The cause of death was not immediately known, but a source has confirmed it is not related to the coronavirus pandemic.

Shula, an NFL head coach for 33 years and coach of the Miami Dolphins for 26 of those seasons, was 90 years old. He is the winningest coach in NFL history with a regular-season record of 328-156-6 and a postseason record of 19-17.

Shula was a father.

A grandfather.

A husband.

And while his family remembers him as a success at all three, Shula was recently asked what legacy he wanted to leave once he was gone. The man who always fiercely protected stood up for his children and players and records didn’t mention any of those.

His answer was all about integrity.

“I want them to say that he won within the rules,” Shula said. “That he had players that took a lot of pride in playing within the rules. And that his teams played an exciting brand of football, wide open football, that made it exciting for the fans.

“I want them to say that his players loved it, the coaches loved it, the fans loved it and I loved it — when we won. I want them to say that we did it all the right way. Always the right way.”

Shula began his coaching career in 1963 as the NFL’s youngest coach. By the time he retired after the 1995 season, he was the league’s winningest coach.

He is in the Pro Football Hall of Fame.

He was a pitchman for Ford cars, NutriSystem diet foods and the name behind an expanding Shula’s Steakhouse empire. State Road 874, a seven-mile road in South Miami-Dade, is named after him. He even once appeared in a government campaign asking Americans to sign up for Medicare Part D.

But despite his national prominence, Shula adopted South Florida in 1970 when he was “traded” from the Colts to the Dolphins as the head coach and never left. He lived in Miami Lakes in the 1970s and ‘80s with his first wife Dorothy and his family. After Dorothy died, Shula moved to Indian Creek on Miami Beach with his second wife Mary Anne.

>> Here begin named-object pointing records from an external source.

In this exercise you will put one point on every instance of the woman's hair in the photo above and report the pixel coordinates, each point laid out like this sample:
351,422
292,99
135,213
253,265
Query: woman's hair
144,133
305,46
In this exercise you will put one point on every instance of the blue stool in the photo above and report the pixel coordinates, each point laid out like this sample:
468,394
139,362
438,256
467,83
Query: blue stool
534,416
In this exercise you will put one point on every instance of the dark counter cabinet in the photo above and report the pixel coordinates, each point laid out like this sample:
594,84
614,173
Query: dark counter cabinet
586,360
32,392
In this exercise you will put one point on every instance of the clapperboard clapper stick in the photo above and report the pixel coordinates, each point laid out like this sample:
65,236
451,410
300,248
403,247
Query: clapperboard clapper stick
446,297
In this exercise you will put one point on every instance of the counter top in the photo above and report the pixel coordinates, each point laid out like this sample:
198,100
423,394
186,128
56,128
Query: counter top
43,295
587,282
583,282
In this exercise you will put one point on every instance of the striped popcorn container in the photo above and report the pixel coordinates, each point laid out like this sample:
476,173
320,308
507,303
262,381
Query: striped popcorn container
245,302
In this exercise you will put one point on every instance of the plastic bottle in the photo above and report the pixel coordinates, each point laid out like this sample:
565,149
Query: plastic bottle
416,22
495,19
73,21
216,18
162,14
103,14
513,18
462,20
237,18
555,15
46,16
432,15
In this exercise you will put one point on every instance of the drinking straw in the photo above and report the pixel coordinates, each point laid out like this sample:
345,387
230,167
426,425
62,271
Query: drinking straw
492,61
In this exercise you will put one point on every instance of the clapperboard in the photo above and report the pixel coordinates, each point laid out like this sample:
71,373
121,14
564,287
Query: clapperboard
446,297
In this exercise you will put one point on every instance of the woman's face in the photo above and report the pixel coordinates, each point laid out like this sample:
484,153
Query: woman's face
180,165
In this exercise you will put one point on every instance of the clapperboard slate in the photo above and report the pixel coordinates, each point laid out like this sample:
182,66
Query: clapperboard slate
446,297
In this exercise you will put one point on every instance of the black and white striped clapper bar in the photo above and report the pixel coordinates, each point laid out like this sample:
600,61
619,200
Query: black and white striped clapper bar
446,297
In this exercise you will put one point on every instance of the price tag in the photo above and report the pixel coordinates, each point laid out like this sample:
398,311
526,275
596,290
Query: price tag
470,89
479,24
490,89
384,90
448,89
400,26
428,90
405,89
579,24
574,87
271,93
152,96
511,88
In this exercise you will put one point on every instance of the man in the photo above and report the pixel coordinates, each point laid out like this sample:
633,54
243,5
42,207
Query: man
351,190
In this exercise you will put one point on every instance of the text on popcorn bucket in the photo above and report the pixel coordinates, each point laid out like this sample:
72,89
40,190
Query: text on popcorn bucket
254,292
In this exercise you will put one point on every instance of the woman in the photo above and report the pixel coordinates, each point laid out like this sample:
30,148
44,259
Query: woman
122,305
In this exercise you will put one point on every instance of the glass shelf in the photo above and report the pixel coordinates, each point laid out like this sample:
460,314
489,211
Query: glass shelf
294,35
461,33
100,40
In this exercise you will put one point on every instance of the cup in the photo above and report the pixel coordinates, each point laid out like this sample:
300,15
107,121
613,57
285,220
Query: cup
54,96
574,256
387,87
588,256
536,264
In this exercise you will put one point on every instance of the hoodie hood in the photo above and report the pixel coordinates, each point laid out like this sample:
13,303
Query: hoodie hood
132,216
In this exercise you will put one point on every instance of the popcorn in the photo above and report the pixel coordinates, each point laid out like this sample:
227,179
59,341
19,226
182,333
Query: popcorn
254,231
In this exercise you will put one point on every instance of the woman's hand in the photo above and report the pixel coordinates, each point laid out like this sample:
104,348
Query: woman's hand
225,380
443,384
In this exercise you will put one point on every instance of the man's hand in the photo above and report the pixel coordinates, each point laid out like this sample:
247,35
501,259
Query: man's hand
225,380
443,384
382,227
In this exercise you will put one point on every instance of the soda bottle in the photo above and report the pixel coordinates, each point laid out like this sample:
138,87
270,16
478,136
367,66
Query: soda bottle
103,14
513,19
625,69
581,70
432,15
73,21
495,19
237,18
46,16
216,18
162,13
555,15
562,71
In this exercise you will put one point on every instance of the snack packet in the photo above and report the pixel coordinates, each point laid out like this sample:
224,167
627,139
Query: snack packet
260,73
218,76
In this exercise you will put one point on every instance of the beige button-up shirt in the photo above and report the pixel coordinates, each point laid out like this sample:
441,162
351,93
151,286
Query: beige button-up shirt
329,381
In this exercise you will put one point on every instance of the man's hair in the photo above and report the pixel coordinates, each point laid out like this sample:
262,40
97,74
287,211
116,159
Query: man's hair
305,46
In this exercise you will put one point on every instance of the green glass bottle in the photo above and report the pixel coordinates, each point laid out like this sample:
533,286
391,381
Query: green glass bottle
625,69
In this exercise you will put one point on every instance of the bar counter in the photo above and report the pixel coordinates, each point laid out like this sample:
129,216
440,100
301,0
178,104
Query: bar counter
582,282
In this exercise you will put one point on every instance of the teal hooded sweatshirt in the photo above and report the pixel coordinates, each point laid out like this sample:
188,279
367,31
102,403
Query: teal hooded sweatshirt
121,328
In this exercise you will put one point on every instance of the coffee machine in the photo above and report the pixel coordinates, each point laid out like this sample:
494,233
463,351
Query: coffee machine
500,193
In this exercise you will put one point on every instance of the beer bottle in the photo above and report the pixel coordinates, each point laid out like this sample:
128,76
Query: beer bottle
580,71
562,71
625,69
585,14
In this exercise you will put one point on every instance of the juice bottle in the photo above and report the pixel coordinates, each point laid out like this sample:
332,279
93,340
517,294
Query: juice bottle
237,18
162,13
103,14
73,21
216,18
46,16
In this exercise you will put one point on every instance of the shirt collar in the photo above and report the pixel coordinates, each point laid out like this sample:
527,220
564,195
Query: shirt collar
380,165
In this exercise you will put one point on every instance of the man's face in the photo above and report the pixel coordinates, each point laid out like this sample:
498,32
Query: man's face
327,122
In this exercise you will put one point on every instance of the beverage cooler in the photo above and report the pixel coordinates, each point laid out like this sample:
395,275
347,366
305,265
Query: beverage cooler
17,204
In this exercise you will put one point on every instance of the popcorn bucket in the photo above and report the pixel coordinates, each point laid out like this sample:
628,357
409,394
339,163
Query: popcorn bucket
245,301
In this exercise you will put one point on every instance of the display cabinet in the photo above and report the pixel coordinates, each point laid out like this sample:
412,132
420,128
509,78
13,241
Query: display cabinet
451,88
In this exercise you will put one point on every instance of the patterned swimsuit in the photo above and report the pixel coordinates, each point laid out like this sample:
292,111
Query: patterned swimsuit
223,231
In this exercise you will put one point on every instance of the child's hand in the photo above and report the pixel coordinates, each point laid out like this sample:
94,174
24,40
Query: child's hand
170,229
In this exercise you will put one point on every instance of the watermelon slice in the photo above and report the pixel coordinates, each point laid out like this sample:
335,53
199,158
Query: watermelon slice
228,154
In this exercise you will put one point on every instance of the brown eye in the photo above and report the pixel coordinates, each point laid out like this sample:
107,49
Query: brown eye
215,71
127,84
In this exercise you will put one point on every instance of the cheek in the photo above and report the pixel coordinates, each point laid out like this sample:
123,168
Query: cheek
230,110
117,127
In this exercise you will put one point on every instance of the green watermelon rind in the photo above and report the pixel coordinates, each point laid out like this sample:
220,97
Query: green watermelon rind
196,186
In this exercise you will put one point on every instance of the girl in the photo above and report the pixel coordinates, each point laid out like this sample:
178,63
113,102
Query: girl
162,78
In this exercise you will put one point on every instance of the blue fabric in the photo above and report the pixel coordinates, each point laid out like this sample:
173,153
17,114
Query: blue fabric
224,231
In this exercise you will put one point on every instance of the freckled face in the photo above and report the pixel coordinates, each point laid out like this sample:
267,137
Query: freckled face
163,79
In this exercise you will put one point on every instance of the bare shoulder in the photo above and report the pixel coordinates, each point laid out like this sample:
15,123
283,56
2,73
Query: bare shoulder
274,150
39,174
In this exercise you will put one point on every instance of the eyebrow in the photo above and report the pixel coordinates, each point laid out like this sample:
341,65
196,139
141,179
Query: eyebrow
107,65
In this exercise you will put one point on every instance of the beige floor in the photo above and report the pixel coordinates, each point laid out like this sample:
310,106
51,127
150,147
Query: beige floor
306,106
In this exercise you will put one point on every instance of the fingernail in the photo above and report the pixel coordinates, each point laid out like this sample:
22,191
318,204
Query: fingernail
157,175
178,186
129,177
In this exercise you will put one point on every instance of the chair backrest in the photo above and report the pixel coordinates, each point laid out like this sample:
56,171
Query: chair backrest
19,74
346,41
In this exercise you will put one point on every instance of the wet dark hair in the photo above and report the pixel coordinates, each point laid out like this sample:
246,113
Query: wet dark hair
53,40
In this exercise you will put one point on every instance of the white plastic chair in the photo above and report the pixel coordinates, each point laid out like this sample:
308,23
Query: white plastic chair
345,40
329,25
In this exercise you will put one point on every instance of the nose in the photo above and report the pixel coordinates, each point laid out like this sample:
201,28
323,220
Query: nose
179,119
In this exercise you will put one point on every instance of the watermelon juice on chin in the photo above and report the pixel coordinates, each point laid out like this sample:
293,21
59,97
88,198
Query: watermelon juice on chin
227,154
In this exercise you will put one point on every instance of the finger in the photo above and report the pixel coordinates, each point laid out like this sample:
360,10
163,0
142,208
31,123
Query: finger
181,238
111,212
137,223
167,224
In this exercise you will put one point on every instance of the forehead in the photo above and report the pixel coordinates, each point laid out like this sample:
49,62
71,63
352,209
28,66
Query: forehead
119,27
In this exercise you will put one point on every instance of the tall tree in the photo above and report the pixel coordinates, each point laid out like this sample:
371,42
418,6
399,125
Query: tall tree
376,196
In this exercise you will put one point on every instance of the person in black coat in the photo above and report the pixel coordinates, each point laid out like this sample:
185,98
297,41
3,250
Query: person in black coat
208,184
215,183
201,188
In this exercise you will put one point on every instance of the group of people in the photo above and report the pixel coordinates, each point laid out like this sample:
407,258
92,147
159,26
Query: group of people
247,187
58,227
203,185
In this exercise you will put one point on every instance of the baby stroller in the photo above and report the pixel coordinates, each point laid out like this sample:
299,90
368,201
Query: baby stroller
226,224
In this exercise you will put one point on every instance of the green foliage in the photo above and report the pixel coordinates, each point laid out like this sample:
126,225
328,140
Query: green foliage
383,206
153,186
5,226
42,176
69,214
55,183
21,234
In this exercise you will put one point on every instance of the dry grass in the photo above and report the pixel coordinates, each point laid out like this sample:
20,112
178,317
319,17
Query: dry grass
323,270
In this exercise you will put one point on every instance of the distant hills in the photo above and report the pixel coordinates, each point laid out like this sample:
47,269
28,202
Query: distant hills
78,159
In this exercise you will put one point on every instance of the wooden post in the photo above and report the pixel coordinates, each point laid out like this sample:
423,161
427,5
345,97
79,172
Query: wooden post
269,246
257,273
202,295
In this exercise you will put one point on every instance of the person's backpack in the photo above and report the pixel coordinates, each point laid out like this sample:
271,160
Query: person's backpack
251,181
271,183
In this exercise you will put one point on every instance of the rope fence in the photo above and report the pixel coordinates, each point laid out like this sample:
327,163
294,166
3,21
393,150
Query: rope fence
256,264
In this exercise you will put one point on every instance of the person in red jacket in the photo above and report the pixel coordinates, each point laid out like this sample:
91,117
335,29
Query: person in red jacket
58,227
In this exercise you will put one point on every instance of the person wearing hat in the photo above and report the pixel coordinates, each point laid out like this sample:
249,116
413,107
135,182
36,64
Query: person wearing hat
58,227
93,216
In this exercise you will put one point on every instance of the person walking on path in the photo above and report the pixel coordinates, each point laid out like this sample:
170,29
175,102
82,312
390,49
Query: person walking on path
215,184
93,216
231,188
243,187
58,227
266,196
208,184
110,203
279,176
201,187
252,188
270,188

“This is a great place to live and raise a family,” said Shula, who later in life nonetheless spent part of the summers in North Carolina and California.

“The people down here adopted me when I became the Dolphins coach. This place, the Dolphins, the fans … it’s all just part of me. Always will be.”

Shula grew up in Painesville, a small and unremarkable Lake Erie fishing village where work ethic and family values were simply more important than sports. Shula’s father, Dan, was born in Hungary and immigrated to the United States at age six. He changed his surname from Sule to Shula while in school to better fit the American pronunciation.

Dan and Mary Shula had twins Joe and Josephine in 1922, Irene in 1926, Don in 1930, and triplets in 1936.

Shula’s first job was baby sitting — a practice he joked became useful later in life as a coach when he had to deal with a petulant player or reporter.

“I had to make sure they got to school on time and got home on time and did the things they should be doing for school,” Shula said. “It’s kind of like dealing with some wide receivers.”

Shula’s first job outside the home came at age 12 at the same rose bush nursery where his father worked. He made about $1 per day performing odd jobs. He later worked at his grandparent’s grocery store, stocking shelves and carrying supplies. And he also worked at Kishman’s and Grow Brothers fisheries while he was in high school.

Yes, Don Shula learned about work ethic early.

“You learn pretty quickly that nothing is handed to you,” Shula said. “You learn that if you want honest results you have to put in an honest day’s work. That time taught me there were no shortcuts. You believe in God, you work hard and that gets results. What they said back then was true, there were no free lunches.”

Football was always important for Shula but at age 11 when he suffered a gash on his face — “because I led with my head,” Shula joked — his parents responded by forbidding him from playing the sport.

The hiatus didn’t last very long at all.

Shula was fascinated by football and learned how to play it from Joe Jenkins, who was the head coach of the team at St. Mary’s middle school when Shula was in fifth and sixth grade. The lessons Shula learned from Jenkins apparently stuck because 56 years later, in August 1997 when he was inducted into the Pro Football Hall of Fame, Shula spoke fondly of Jenkins.

Shula had invited his teacher to attend the induction and asked Jenkins to stand and be recognized during his speech.

“An honor of a lifetime,” Jenkins said then.

Shula’s budding athletic career earned him 11 varsity letters at Harvey High School in Painesville. His high school classmates dubbed him “best body” in the 1947 yearbook.

“A distinction I carried throughout my life even to this day,” Shula joked in 1995. “Can’t you tell?”

Shula played collegiate football at John Carroll University in Ohio. At 5-10 and 185 pounds, the future coach was sometimes a halfback, sometimes a defensive back, sometimes a starter, and sometimes a reserve.

But he was seemingly always a coach-in-the-making.

“Don was a fun-loving guy,” teammate and friend Lenny Soder once told the Cleveland Plain Dealer. “He was always honest, always had a lot of integrity, he was a gentleman.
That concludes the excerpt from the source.